À la même tradition, il faut joindre aussi celle d’Arthur, de Charlemagne, de Frédéric Barberousse, de Guillaume Tell, qui veillent encore dans les flancs des montagnes, laissant pousser leur barbe blanche, et attendant le jour où ils doivent reparaître pour secourir leur pays[1]. Le peuple est comme les individus attachés au souvenir de l’être qu’ils ont aimé : il ne veut pas laisser mourir entièrement ses bienfaiteurs et ses héros. Il les endort non loin de lui, il les berce au bruit de leurs louanges. Il espère qu’un jour, quand il les appellera, ils reviendront. Quel que soit le mérite littéraire des œuvres produites par ces traditions populaires, nous croyons que le sentiment religieux qui les a inspirées, le sentiment d’amour et de confiance sur lequel elles reposent, les rend dignes d’être recherchées et étudiées.


X. Marmier
  1. Frédéric Barberousse est enfermé dans une montagne du pays de Salzbourg ; avant qu’il reparaisse, sa barbe blanche doit faire trois fois le tour de la table devant laquelle il est assis. Un jour un berger s’égara autour de cette montagne, et fut conduit par un nain dans la grotte habitée par le vieil empereur.

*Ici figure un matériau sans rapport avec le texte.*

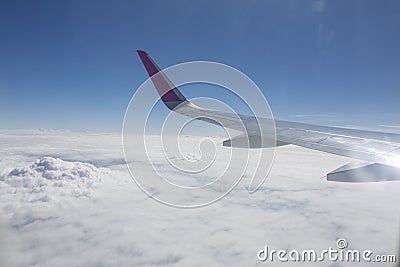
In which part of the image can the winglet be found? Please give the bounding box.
[137,50,187,110]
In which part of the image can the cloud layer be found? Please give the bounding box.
[0,130,399,266]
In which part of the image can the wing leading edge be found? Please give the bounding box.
[137,50,400,182]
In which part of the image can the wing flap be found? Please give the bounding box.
[275,125,400,167]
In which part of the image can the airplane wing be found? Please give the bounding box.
[137,50,400,182]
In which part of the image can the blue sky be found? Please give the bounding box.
[1,0,399,132]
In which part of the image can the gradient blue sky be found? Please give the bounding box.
[1,0,399,132]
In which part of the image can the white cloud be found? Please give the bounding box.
[0,130,399,266]
[2,157,102,200]
[380,124,400,129]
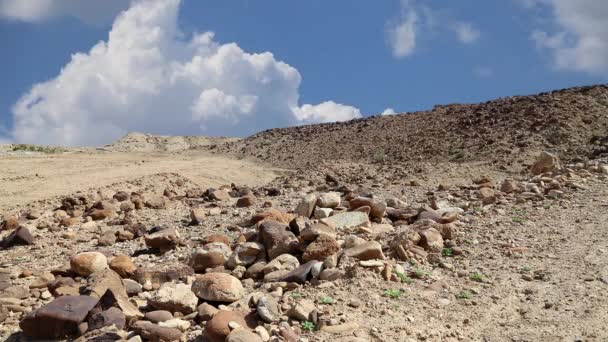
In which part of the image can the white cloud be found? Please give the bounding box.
[526,0,608,73]
[388,9,418,58]
[293,101,362,124]
[9,0,361,146]
[453,22,480,44]
[381,108,396,116]
[386,1,480,58]
[0,0,130,24]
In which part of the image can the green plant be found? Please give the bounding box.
[394,271,413,284]
[11,144,64,154]
[373,150,386,163]
[456,291,472,299]
[512,217,523,223]
[411,268,429,279]
[319,296,334,305]
[301,321,316,332]
[520,265,532,273]
[384,289,403,299]
[290,292,303,299]
[470,272,484,282]
[442,247,454,257]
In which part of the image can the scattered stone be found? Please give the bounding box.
[88,307,126,331]
[344,241,385,260]
[145,310,174,323]
[192,273,244,302]
[286,299,315,321]
[258,221,299,259]
[190,208,206,225]
[257,295,281,323]
[205,310,247,342]
[227,329,263,342]
[321,211,370,230]
[303,236,341,262]
[531,151,561,175]
[236,195,257,207]
[70,252,108,276]
[20,295,99,340]
[317,192,341,208]
[295,194,317,218]
[109,255,137,278]
[131,320,183,342]
[149,282,198,314]
[145,228,180,252]
[1,226,34,247]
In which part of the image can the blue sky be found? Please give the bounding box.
[0,0,606,145]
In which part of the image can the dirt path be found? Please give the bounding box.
[0,151,282,212]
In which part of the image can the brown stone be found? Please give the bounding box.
[302,236,340,262]
[191,273,244,302]
[204,310,247,342]
[236,195,257,207]
[109,255,137,278]
[258,221,299,259]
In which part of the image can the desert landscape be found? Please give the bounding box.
[1,85,608,342]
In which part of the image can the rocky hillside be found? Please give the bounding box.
[219,85,608,167]
[105,132,239,153]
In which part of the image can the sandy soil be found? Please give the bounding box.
[0,151,282,212]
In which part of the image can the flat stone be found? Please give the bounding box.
[145,310,174,323]
[131,320,182,341]
[149,282,198,314]
[344,241,385,260]
[20,295,99,340]
[258,221,299,260]
[321,212,370,230]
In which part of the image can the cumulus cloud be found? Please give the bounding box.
[0,0,130,24]
[526,0,608,73]
[386,1,480,58]
[381,108,397,116]
[293,101,362,124]
[10,0,361,146]
[453,22,480,44]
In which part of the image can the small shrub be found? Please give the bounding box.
[394,271,413,284]
[411,268,429,279]
[456,291,472,299]
[301,321,316,332]
[373,150,386,163]
[384,289,403,299]
[290,292,303,299]
[470,272,484,282]
[442,248,454,257]
[319,296,334,305]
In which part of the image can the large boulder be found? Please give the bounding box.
[295,194,317,218]
[204,310,247,342]
[531,151,561,175]
[189,242,232,272]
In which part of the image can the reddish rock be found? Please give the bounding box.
[109,255,137,278]
[204,310,247,342]
[236,195,257,207]
[302,236,340,262]
[258,221,299,259]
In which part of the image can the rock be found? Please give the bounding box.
[158,318,190,332]
[286,299,315,321]
[254,326,270,341]
[303,236,341,262]
[344,241,384,260]
[210,189,231,201]
[317,192,341,208]
[97,230,117,246]
[202,233,232,246]
[281,261,319,284]
[314,207,333,219]
[109,255,137,278]
[20,295,99,340]
[86,269,143,320]
[279,326,300,342]
[189,242,232,272]
[113,191,130,202]
[244,262,267,280]
[149,282,198,314]
[145,228,180,252]
[419,228,444,253]
[321,212,370,230]
[70,252,108,276]
[1,226,34,247]
[479,188,496,204]
[124,279,143,296]
[226,242,264,269]
[418,210,441,222]
[501,180,518,193]
[300,222,337,242]
[531,151,561,175]
[192,273,244,302]
[133,263,194,285]
[257,295,280,323]
[258,221,299,259]
[252,209,295,226]
[263,254,300,275]
[197,302,218,321]
[88,307,126,330]
[145,197,167,209]
[145,310,173,323]
[131,320,182,342]
[1,215,19,231]
[204,310,247,342]
[190,208,206,225]
[237,195,257,207]
[349,197,386,221]
[227,329,263,342]
[295,194,317,218]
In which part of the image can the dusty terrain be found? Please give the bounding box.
[0,85,607,342]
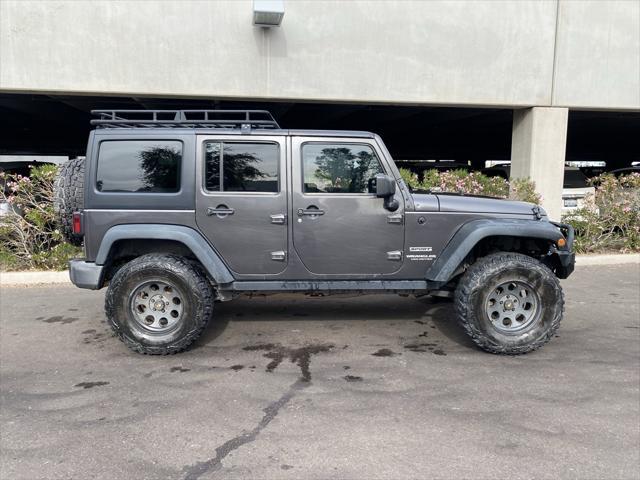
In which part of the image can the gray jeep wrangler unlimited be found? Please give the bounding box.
[56,110,575,355]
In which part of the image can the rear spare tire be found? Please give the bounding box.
[53,157,84,246]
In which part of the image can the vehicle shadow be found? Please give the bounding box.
[422,298,477,350]
[197,294,477,351]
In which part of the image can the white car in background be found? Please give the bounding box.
[560,167,595,213]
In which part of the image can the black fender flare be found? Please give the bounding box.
[425,218,564,283]
[95,224,235,284]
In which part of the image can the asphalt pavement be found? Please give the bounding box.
[1,264,639,480]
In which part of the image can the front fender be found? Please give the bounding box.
[425,218,567,283]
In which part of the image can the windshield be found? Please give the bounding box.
[563,169,589,188]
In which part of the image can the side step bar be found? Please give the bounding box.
[228,280,430,293]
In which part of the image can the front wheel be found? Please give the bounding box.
[454,252,564,354]
[105,254,214,355]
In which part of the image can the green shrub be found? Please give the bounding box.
[563,173,640,253]
[509,177,542,205]
[399,167,540,204]
[421,169,510,198]
[0,165,81,270]
[399,167,420,190]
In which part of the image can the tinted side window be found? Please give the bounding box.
[96,140,182,193]
[302,143,384,194]
[204,142,279,193]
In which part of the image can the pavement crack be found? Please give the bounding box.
[182,379,308,480]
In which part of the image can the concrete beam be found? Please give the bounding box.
[510,107,568,221]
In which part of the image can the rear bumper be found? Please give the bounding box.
[69,259,104,290]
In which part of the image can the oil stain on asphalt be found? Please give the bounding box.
[82,331,109,346]
[42,316,78,324]
[74,381,109,389]
[404,342,447,356]
[170,366,190,373]
[242,343,334,382]
[372,348,398,357]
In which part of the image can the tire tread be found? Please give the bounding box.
[53,158,85,246]
[454,252,564,355]
[105,254,214,355]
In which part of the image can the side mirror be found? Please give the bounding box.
[375,174,399,212]
[375,174,396,198]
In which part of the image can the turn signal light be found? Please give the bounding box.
[557,238,566,248]
[72,212,82,235]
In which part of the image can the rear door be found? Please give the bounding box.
[195,135,288,275]
[291,136,405,275]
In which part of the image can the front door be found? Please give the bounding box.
[291,137,405,275]
[195,136,288,275]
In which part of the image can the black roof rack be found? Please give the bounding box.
[90,110,281,130]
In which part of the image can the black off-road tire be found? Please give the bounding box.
[53,157,84,246]
[454,252,564,355]
[105,254,214,355]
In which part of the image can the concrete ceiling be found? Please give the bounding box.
[0,93,637,168]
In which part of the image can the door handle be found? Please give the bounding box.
[297,208,325,216]
[387,213,404,224]
[270,213,287,224]
[207,205,235,217]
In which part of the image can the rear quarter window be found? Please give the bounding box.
[96,140,182,193]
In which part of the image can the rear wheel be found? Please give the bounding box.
[454,252,563,354]
[105,254,214,355]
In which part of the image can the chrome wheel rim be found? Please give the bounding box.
[129,280,184,333]
[485,280,540,334]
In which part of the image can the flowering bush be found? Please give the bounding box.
[399,168,541,204]
[563,173,640,253]
[0,165,80,270]
[509,178,542,205]
[399,168,639,253]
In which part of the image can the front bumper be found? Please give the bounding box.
[554,250,575,279]
[69,259,104,290]
[550,221,576,279]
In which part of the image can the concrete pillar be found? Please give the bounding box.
[510,107,568,221]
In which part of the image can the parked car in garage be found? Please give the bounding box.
[482,163,595,215]
[609,166,640,177]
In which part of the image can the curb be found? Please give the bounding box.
[1,254,638,287]
[575,253,640,266]
[1,270,70,286]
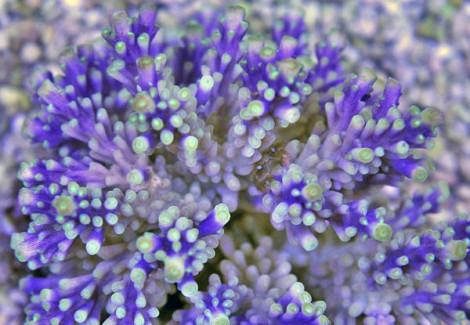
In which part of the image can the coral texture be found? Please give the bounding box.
[0,2,469,325]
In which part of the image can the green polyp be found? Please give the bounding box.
[288,202,302,217]
[155,54,167,69]
[137,32,150,45]
[408,105,420,116]
[147,307,160,318]
[269,303,283,316]
[311,301,327,316]
[411,119,422,128]
[111,292,125,306]
[105,213,118,225]
[317,315,329,325]
[186,229,199,243]
[39,289,52,303]
[151,118,164,131]
[116,307,126,319]
[169,98,181,110]
[184,136,199,152]
[34,172,44,181]
[392,119,405,131]
[158,211,173,228]
[240,108,252,120]
[126,169,144,186]
[425,252,435,263]
[412,167,428,182]
[289,92,300,105]
[92,216,103,228]
[115,41,126,55]
[160,130,174,145]
[79,200,89,209]
[303,213,316,226]
[389,267,403,279]
[56,214,66,224]
[135,314,145,325]
[178,87,192,101]
[172,242,182,253]
[247,100,265,117]
[74,310,88,323]
[278,58,301,82]
[446,240,468,261]
[59,298,72,312]
[102,27,112,38]
[67,182,79,195]
[372,223,393,242]
[264,65,279,81]
[137,234,155,253]
[301,183,323,202]
[264,88,275,101]
[157,100,168,110]
[300,235,318,252]
[167,228,181,242]
[133,93,156,113]
[396,256,409,266]
[214,203,230,224]
[52,195,77,217]
[130,268,147,285]
[86,239,101,256]
[349,115,365,131]
[164,257,185,283]
[132,136,149,153]
[421,264,432,276]
[395,141,409,155]
[178,280,198,299]
[432,294,451,305]
[301,303,315,316]
[374,147,385,157]
[137,55,154,70]
[135,293,147,309]
[221,53,232,65]
[48,183,59,196]
[256,81,268,93]
[260,46,275,60]
[286,302,299,314]
[91,197,103,209]
[200,75,215,91]
[345,227,357,238]
[211,314,230,325]
[351,148,374,164]
[105,197,118,210]
[108,59,125,74]
[279,86,290,97]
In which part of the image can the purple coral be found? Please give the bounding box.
[0,2,468,325]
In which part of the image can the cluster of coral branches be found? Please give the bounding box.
[0,2,469,325]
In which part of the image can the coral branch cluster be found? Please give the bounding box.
[1,3,468,325]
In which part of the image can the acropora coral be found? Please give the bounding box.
[0,2,469,325]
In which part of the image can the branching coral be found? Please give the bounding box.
[0,2,468,325]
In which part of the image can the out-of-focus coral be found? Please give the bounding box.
[0,113,30,324]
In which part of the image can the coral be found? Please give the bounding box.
[287,186,470,324]
[0,1,469,325]
[173,236,329,325]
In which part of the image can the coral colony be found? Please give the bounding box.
[0,3,469,325]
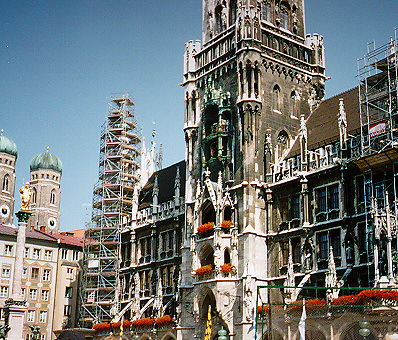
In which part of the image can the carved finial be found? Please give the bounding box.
[264,128,272,154]
[338,98,347,148]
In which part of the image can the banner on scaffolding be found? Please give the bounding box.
[369,121,386,137]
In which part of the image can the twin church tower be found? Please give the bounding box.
[0,132,62,232]
[180,0,325,338]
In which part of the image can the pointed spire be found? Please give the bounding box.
[326,246,338,300]
[196,179,201,200]
[285,252,295,287]
[175,166,181,206]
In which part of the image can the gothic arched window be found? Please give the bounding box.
[2,175,9,192]
[290,90,298,117]
[191,90,197,123]
[224,248,231,264]
[32,188,37,204]
[261,1,271,22]
[276,130,289,160]
[50,189,56,205]
[254,62,260,97]
[215,5,223,34]
[229,0,237,25]
[273,85,281,112]
[280,3,290,29]
[246,61,252,96]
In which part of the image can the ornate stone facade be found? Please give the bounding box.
[180,0,325,339]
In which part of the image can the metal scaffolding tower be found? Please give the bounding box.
[81,94,141,326]
[358,32,398,155]
[356,32,398,287]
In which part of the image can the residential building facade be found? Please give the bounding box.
[0,227,83,340]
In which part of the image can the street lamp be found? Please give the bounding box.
[359,321,371,338]
[218,328,227,340]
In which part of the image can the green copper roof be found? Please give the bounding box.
[0,134,18,158]
[30,151,62,173]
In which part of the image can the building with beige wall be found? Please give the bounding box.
[0,226,83,340]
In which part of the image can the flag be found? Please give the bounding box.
[298,299,306,340]
[204,305,212,340]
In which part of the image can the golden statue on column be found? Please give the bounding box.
[19,183,33,211]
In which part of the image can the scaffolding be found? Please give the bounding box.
[81,94,141,326]
[355,32,398,288]
[358,31,398,155]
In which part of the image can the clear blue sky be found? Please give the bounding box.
[1,0,397,230]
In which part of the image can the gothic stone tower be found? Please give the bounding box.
[0,132,17,226]
[180,0,325,339]
[29,150,62,232]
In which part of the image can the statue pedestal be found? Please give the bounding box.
[4,299,27,340]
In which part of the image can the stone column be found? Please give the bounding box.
[5,210,31,340]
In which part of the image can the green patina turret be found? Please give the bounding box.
[30,149,62,173]
[0,131,18,158]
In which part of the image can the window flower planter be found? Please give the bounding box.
[195,264,213,276]
[220,263,232,273]
[221,220,232,230]
[132,317,155,327]
[111,320,131,329]
[155,315,174,326]
[93,322,111,331]
[197,222,215,234]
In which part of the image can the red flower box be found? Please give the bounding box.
[289,298,327,311]
[132,317,155,327]
[195,264,213,276]
[93,322,111,331]
[220,263,232,273]
[155,315,174,326]
[221,220,232,230]
[111,320,131,328]
[197,222,214,233]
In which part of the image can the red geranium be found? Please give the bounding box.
[197,222,214,233]
[132,317,155,327]
[93,322,111,331]
[111,320,131,328]
[289,298,327,311]
[221,220,232,230]
[155,315,174,326]
[220,263,232,273]
[195,264,213,276]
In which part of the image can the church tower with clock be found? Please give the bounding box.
[29,149,62,232]
[179,0,326,339]
[0,131,18,227]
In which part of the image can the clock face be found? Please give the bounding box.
[0,205,10,218]
[48,217,57,230]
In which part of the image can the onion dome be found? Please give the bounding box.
[0,130,18,158]
[30,149,62,173]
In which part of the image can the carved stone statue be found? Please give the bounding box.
[244,275,254,322]
[0,325,10,340]
[20,182,33,211]
[29,325,41,340]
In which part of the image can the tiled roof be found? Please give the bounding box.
[0,225,57,242]
[139,160,186,209]
[0,225,83,248]
[51,232,84,247]
[289,87,360,156]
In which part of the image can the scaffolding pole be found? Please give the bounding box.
[80,94,141,326]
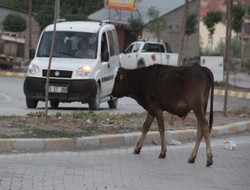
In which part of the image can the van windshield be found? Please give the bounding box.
[37,31,97,59]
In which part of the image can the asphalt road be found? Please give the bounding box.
[0,132,249,190]
[0,76,250,116]
[0,74,250,190]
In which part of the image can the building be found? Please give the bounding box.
[0,5,40,65]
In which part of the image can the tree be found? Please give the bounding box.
[185,12,198,36]
[185,11,198,58]
[3,13,27,33]
[146,6,166,40]
[232,3,245,69]
[31,0,103,30]
[35,4,54,30]
[203,10,223,52]
[128,17,144,38]
[232,4,245,35]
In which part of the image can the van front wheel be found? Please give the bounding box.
[26,98,38,108]
[89,83,101,110]
[108,98,118,109]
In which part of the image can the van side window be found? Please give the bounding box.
[107,31,115,56]
[112,29,119,55]
[101,32,108,60]
[37,32,52,56]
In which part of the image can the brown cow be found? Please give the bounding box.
[111,64,214,167]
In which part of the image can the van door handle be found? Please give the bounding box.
[108,63,110,69]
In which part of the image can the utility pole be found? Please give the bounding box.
[177,0,189,66]
[28,0,32,53]
[241,0,245,69]
[45,0,58,124]
[56,0,60,20]
[223,0,233,117]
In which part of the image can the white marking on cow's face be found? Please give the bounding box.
[119,74,124,80]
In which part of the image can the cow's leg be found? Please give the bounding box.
[134,113,155,155]
[188,123,203,164]
[155,111,166,159]
[190,110,213,167]
[201,118,213,167]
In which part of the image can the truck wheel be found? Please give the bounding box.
[108,98,118,109]
[137,60,145,68]
[50,100,59,109]
[26,98,38,108]
[89,83,101,110]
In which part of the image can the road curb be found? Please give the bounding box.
[0,120,249,153]
[0,71,26,77]
[214,89,250,99]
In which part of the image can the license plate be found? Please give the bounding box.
[48,86,68,93]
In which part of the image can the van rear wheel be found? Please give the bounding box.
[26,98,38,108]
[89,83,101,110]
[50,100,59,108]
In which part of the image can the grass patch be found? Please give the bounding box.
[27,111,147,121]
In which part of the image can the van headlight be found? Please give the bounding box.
[76,65,92,77]
[28,64,39,75]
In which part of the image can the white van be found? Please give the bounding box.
[23,21,120,110]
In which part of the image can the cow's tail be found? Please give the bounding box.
[208,69,214,132]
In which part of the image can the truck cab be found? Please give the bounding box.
[23,21,120,110]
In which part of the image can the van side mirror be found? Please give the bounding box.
[102,50,109,62]
[29,49,35,59]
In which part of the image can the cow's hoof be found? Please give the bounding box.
[133,149,140,154]
[187,157,196,164]
[206,160,213,167]
[158,153,166,159]
[206,154,213,167]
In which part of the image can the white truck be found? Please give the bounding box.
[120,40,178,69]
[120,40,224,82]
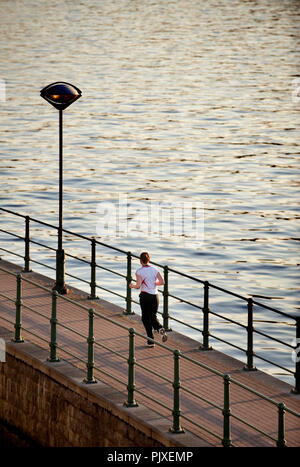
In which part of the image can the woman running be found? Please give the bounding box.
[129,252,167,347]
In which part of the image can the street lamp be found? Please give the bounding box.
[40,82,82,294]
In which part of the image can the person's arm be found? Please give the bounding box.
[129,273,142,289]
[155,271,164,286]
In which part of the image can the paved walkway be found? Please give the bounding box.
[0,259,299,447]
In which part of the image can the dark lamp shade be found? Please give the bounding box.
[40,82,82,110]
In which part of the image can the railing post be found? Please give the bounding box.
[222,374,232,447]
[125,251,134,315]
[14,273,24,343]
[125,328,138,407]
[23,216,31,273]
[201,281,211,350]
[48,290,60,362]
[88,238,98,300]
[84,308,97,384]
[277,403,287,447]
[292,317,300,394]
[163,266,171,331]
[170,349,184,433]
[244,298,256,371]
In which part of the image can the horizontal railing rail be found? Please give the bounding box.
[0,265,299,447]
[0,207,299,394]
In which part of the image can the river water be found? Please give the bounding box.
[0,0,299,385]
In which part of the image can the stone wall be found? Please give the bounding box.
[0,336,204,447]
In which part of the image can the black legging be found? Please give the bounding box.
[139,292,162,341]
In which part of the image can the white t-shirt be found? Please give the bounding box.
[136,265,158,295]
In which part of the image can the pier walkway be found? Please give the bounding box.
[0,259,299,447]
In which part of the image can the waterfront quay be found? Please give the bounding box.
[0,259,299,447]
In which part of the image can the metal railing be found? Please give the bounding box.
[0,265,299,447]
[0,207,299,394]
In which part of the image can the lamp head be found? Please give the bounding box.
[40,82,82,110]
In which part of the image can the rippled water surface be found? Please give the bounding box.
[0,0,299,383]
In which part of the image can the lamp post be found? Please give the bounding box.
[40,82,82,294]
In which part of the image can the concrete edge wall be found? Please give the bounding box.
[0,329,209,447]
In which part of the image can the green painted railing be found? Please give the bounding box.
[0,207,299,394]
[0,265,299,447]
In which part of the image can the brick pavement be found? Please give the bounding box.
[0,259,299,447]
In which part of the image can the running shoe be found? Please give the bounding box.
[159,327,168,342]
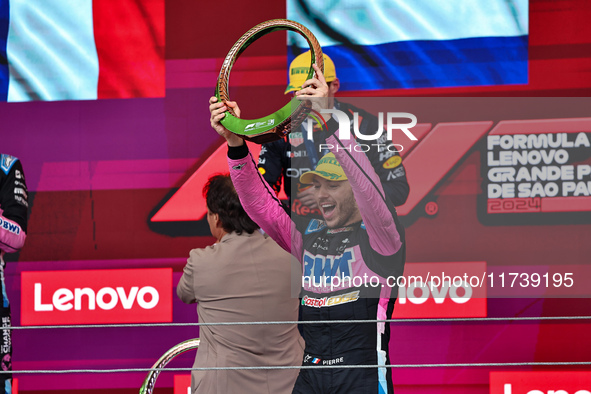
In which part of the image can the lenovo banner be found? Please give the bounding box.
[484,120,591,216]
[21,268,173,325]
[174,375,191,394]
[392,262,487,318]
[490,371,591,394]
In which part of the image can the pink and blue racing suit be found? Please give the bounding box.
[228,135,405,393]
[0,154,28,394]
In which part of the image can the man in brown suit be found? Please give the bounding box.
[177,174,304,393]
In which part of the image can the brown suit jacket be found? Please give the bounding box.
[177,230,304,393]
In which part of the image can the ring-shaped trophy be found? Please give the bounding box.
[215,19,323,144]
[139,338,200,394]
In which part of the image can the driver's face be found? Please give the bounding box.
[312,176,361,228]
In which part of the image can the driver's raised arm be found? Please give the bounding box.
[209,96,299,256]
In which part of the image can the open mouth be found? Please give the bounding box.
[321,203,336,219]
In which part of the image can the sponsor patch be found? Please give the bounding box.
[383,155,402,169]
[14,195,28,208]
[387,167,406,180]
[302,291,361,308]
[305,219,326,234]
[15,187,28,199]
[258,167,266,175]
[289,150,307,158]
[0,155,17,175]
[231,163,246,170]
[311,237,329,251]
[327,226,353,235]
[289,132,304,147]
[379,150,396,162]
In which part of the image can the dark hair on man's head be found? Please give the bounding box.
[203,174,259,235]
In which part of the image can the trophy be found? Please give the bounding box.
[215,19,323,144]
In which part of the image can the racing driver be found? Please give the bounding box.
[0,154,28,394]
[209,64,406,393]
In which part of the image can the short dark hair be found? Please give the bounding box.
[203,174,259,235]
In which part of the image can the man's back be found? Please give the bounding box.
[177,230,303,393]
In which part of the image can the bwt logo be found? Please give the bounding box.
[303,249,354,279]
[306,110,418,142]
[0,218,20,235]
[302,248,355,291]
[21,268,172,325]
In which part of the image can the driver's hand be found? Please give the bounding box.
[295,64,329,112]
[297,186,318,209]
[209,97,244,147]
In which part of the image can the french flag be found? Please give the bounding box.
[288,0,528,90]
[0,0,164,102]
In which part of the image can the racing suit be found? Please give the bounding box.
[0,154,28,394]
[228,136,405,393]
[258,99,410,217]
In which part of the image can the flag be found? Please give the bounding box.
[0,0,164,102]
[287,0,528,90]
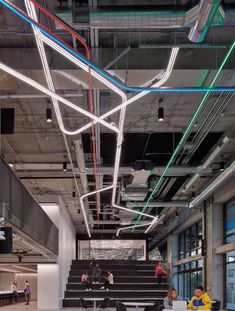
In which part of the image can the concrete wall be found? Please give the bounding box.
[0,272,15,291]
[38,197,76,309]
[38,264,59,309]
[58,197,76,308]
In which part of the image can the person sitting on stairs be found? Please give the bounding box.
[81,271,92,291]
[101,271,114,291]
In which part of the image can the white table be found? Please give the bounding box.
[163,309,211,311]
[124,301,154,311]
[84,297,104,311]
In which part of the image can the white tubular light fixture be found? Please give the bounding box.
[112,48,179,234]
[22,4,177,134]
[0,62,120,134]
[70,47,179,136]
[116,221,153,237]
[24,0,91,237]
[26,14,127,103]
[144,216,160,234]
[190,160,235,208]
[144,214,166,234]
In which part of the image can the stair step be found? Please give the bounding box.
[65,290,166,298]
[63,298,163,308]
[67,283,169,290]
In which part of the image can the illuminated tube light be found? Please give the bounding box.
[0,0,126,101]
[1,0,235,93]
[2,0,177,234]
[25,0,124,136]
[112,49,179,235]
[0,46,177,235]
[116,221,153,237]
[80,185,156,220]
[72,48,179,135]
[74,48,178,230]
[78,49,178,229]
[133,40,235,231]
[144,217,160,234]
[0,62,120,134]
[25,0,123,139]
[144,214,166,234]
[24,0,93,237]
[189,160,235,208]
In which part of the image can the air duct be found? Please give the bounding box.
[188,0,222,42]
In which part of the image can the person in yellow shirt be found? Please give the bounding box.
[188,286,212,310]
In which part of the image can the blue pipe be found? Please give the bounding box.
[1,0,235,93]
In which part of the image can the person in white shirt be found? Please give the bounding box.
[163,288,182,309]
[11,281,18,303]
[101,271,114,291]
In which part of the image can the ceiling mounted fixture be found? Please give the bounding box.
[46,107,52,122]
[220,161,225,171]
[158,107,164,122]
[63,162,67,172]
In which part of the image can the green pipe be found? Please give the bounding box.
[132,40,235,232]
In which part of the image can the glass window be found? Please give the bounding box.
[225,200,235,310]
[177,260,203,300]
[226,200,235,243]
[178,221,202,259]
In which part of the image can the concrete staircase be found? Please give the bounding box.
[63,260,169,307]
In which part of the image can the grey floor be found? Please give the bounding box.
[0,302,74,311]
[0,302,124,311]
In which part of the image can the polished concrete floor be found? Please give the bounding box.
[0,302,74,311]
[0,302,120,311]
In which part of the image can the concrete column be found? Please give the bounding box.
[38,264,59,310]
[167,234,178,287]
[205,203,224,303]
[38,199,76,309]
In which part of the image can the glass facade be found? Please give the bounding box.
[177,260,203,300]
[177,221,203,300]
[178,221,203,259]
[225,200,235,310]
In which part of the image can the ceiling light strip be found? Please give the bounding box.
[116,221,153,237]
[1,0,235,94]
[133,40,235,231]
[113,48,179,234]
[29,0,101,221]
[76,49,178,228]
[0,62,120,134]
[23,1,91,235]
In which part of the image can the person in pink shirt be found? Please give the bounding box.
[81,271,92,291]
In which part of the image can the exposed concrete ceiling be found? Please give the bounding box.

    — Les corbeaux volent-ils encore au-dessus de la montagne ? lui dit Frédéric.

    — Oui, répondit le berger.

    — C’est bien ; j’ai encore cent ans à dormir.

    Quand Frédéric reparaîtra, il suspendra son bouclier à un arbre desséché. On verra l’arbre reverdir, et ce sera le signe d’une nouvelle ère, d’une époque de vertus et de félicité.

    Charlemagne est dans le Wunderberg, la couronne d’or sur la tête, le sceptre à la main ; sa longue barbe lui couvre toute la poitrine ; autour de lui sont rangés ses principaux seigneurs. Ce qu’il attend là, on ne sait ; la tradition dit que c’est le secret de Dieu.

    Cette tradition n’existe pas seulement pour Charlemagne, Arthur et les autres héros populaires du moyen-âge, elle remonte beaucoup plus haut. Saint Augustin dit qu’à Éphèse où saint Jean était enterré, on ne croyait pas que ce saint fût mort ; on le regardait comme endormi dans le tombeau qu’il s’était lui-même préparé, et attendant la seconde apparition du Seigneur. La preuve qu’il n’était pas mort, c’est que l’on voyait la terre qui couvrait sa tombe remuer de temps à autre, et suivre le mouvement de sa respiration.